Consumer prices, excluding the volatile food and energy components, soared well beyond the Federal Reserve’s 2 percent target in the year to May, reaching levels not seen in nearly 30 years and reinforcing inflation concerns.
The so-called core personal consumption expenditures (PCE) price index, which excludes food and energy and is the Fed’s preferred method for gauging inflation, rose 3.4 percent in the 12 months to May, after rising 3.1 percent in the year to April, the Commerce Department said on Friday. The last time the core PCE inflation gauge saw a similar year-over-year vault was in April 1992.
The Fed looks to core PCE as the key inflation gauge that informs its monetary policy, which has an inflation target of a longer-run average of 2 percent.
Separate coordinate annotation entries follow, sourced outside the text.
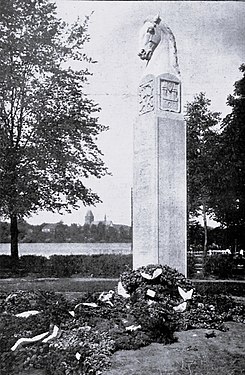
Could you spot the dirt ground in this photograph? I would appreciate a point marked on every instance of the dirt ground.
(193, 354)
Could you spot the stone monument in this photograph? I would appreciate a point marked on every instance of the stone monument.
(159, 187)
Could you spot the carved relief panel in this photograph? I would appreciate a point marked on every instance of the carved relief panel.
(146, 97)
(169, 95)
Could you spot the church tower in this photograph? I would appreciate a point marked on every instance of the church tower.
(89, 217)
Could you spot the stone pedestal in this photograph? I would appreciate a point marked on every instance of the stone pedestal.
(159, 188)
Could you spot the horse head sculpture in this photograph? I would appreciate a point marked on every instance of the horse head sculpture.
(158, 48)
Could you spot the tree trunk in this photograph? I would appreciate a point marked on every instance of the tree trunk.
(14, 239)
(205, 245)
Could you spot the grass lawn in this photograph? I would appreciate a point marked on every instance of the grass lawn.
(193, 354)
(68, 286)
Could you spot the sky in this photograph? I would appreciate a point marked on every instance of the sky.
(210, 42)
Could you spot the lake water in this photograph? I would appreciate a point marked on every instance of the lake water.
(48, 249)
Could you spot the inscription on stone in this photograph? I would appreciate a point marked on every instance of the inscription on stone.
(169, 96)
(146, 97)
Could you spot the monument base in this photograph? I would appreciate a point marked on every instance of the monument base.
(159, 193)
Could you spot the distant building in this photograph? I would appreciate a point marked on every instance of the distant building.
(49, 228)
(89, 219)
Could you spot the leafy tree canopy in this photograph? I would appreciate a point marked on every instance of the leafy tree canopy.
(230, 209)
(201, 145)
(48, 126)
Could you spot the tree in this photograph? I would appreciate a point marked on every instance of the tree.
(48, 125)
(230, 205)
(202, 140)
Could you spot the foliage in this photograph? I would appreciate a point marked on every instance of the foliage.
(230, 207)
(224, 266)
(202, 139)
(48, 126)
(201, 143)
(96, 332)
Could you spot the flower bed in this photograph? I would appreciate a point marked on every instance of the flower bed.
(78, 337)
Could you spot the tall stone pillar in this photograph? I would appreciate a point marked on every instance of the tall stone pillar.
(159, 185)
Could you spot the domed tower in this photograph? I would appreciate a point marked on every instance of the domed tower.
(89, 217)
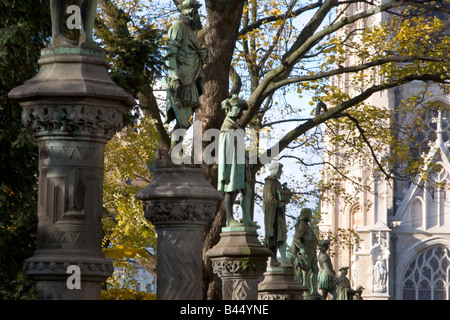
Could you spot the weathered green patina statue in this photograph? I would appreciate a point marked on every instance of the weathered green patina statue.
(344, 289)
(303, 249)
(185, 59)
(88, 10)
(275, 197)
(231, 157)
(327, 276)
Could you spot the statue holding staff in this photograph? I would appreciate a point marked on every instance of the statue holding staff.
(185, 59)
(231, 158)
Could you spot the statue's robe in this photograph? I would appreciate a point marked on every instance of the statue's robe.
(274, 216)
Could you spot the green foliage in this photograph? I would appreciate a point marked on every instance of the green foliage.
(24, 30)
(128, 235)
Fed officials have repeatedly said they believe the current bout of spiking prices is transitory as they continue to tolerate inflation running hot in the shorter term, arguing that a premature withdrawal of crisis support measures—near-zero interest rates and around $120 billion in monthly bond buys—would risk derailing the economic recovery.
Federal Reserve Bank of Minneapolis chief Neel Kashkari said on Friday that he doesn’t expect the high inflation readings to last and that Americans will return to the labor market in large numbers by the fall, when the supplemental federal pandemic unemployment boost runs out.
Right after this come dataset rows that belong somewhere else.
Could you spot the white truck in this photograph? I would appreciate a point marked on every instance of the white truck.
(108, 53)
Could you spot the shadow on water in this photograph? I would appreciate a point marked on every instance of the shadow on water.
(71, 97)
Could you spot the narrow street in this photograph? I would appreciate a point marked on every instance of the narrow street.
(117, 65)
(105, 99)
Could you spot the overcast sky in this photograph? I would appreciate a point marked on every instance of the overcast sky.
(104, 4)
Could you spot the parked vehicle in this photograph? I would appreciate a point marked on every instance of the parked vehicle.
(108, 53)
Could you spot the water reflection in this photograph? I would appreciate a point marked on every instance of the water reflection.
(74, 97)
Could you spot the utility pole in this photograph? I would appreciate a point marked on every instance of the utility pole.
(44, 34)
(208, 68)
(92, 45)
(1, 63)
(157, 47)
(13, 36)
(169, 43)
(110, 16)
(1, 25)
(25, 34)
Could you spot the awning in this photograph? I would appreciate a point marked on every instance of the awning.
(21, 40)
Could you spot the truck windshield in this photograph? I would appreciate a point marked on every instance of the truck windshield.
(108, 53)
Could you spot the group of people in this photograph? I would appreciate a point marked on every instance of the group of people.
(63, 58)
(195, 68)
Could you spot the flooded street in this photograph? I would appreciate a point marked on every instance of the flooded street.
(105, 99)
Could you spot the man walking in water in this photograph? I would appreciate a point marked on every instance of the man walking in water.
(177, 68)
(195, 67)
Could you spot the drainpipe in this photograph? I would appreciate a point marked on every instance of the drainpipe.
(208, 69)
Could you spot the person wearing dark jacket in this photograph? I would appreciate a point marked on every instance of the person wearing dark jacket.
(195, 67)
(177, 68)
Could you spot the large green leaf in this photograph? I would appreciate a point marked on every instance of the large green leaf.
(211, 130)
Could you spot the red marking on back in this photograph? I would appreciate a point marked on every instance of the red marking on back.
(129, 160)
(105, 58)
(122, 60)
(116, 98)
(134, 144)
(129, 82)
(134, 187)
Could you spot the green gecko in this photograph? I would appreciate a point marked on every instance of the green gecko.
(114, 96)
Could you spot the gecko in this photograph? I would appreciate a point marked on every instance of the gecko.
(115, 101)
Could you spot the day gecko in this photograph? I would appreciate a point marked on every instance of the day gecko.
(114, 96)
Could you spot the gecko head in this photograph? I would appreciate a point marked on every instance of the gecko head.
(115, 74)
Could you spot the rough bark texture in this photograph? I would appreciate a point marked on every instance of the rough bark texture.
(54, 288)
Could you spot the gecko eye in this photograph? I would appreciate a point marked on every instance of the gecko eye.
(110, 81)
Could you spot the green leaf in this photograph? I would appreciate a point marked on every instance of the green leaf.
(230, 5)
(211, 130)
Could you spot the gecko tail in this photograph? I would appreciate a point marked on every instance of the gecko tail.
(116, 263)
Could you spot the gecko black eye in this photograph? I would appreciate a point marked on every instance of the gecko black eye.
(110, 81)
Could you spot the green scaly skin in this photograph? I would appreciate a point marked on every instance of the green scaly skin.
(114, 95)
Industry groups and business owners have been complaining about a shortage of labor, and Republican leaders in dozens of states have moved to opt out of the federal unemployment compensation boost to help address the hiring crunch.
Economists and investors have widely shifted their spectrum of concerns from slow growth, high unemployment, and deflationary pressures at the beginning of 2021, to inflation, with their gaze now keenly set on how the Fed navigates the delicate balance between supporting the labor market recovery and containing upward price pressures.